Dat helpt de mensen die zijn toegelaten in Nederland – en zij die nog zullen worden toegelaten – meer dan de activistische schetsen waarmee men de publieke opinie op zijn hand probeert te krijgen.

Dames en heren,

Terug naar 35 jaar geleden. Vluchtelingen en asielzoekers waren er nauwelijks. De opvang en ondersteuning was in handen van lokale overheden. In zei het al, in de begintijd van VluchtelingenWerk werden we overvallen door de komst van enkele duizenden christenen uit Turkije. Voor die tijd iets ongekends!

Door de Kosovo-crisis kreeg Nederland voor het eerst sinds de Eerste Wereldoorlog te maken met een aanzienlijke asielinstroom. Op de top melden zich tussen 80.000-100.000 asielzoekers. De noodzaak van een centrale opvang werd steeds duidelijker, hetzelfde gold voor het ontwikkelen van een asielprocedure en asielwetgeving.

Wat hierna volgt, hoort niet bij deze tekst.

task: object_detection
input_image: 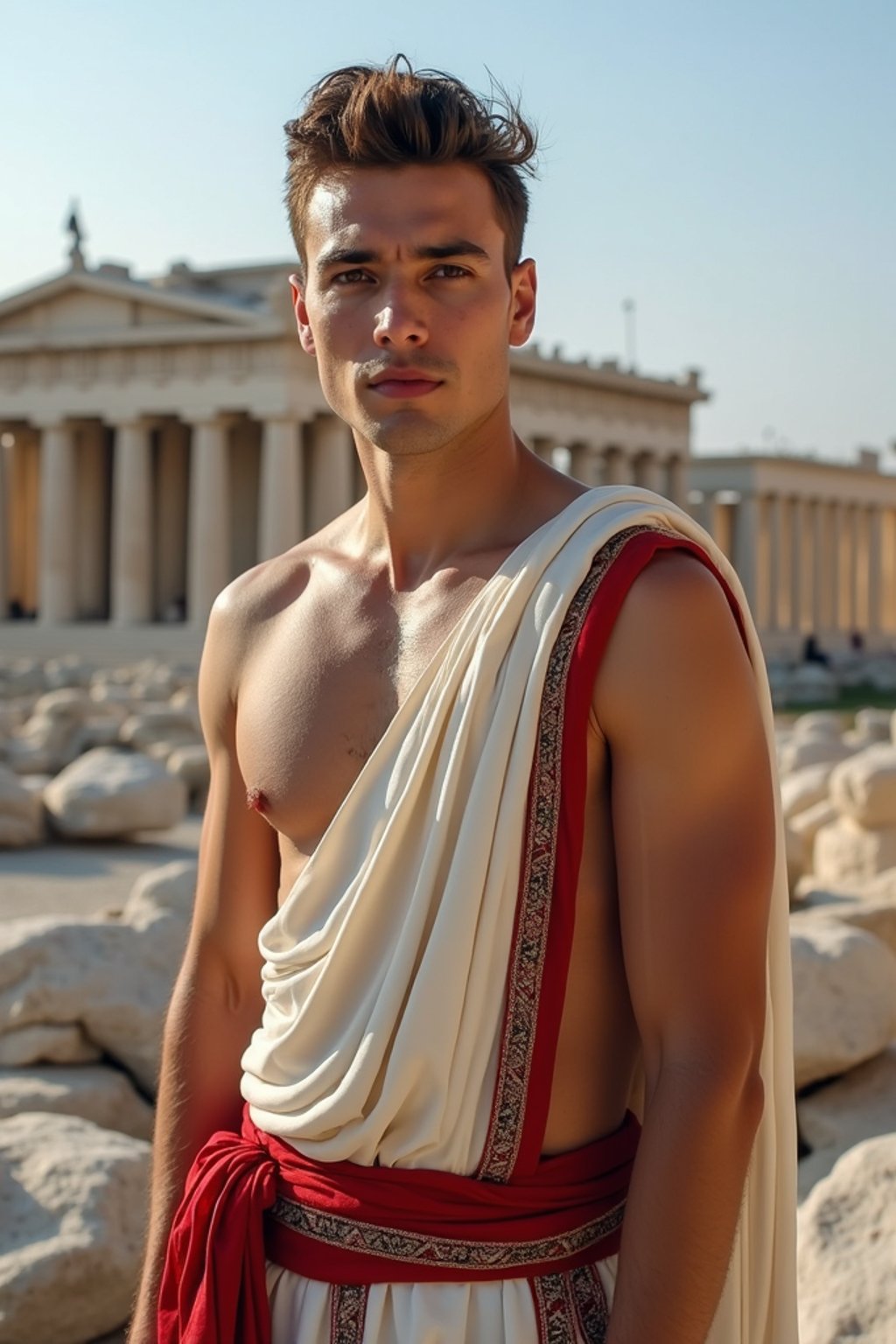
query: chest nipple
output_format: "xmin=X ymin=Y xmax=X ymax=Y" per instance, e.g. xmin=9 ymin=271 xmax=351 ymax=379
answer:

Vandaag staan we opnieuw voor een grote uitdaging. Uit verschillende landen komen vluchtelingen in grote getale. Het COA – dat mag hier best gezegd worden – verricht dezer dagen een krachttoer om alles zo goed mogelijk op te vangen. De mensen bij het COA verdienen steun en respect. Natuurlijk zal er best zo nu en dan wat op te merken zijn. VluchtelingenWerk hoort ook kritisch te zijn op de gang van zaken. Maar ik moet toegeven – er zijn momenten waarop ik denk: waarom is niet eerst bij mij geïnformeerd en is eerst een klaagzang in de media georganiseerd? We kennen elkaar al zo lang. Inderdaad, al 35 jaar.

Dames en heren, ik heb begrepen dat ik mijn verhaal moet beperken. Ik had nog willen ingaan op de Europese invalshoek. En hoe VluchtelingenWerk internationaal aan de weg timmert. Maar ik begrijp dat ik uitgedaagd wordt om met u in discussie te gaan. Dat doe ik uiteraard met veel genoegen, met open vizier en een ruimhartige blik.

Ik kijk uit naar de volgende 35 jaar!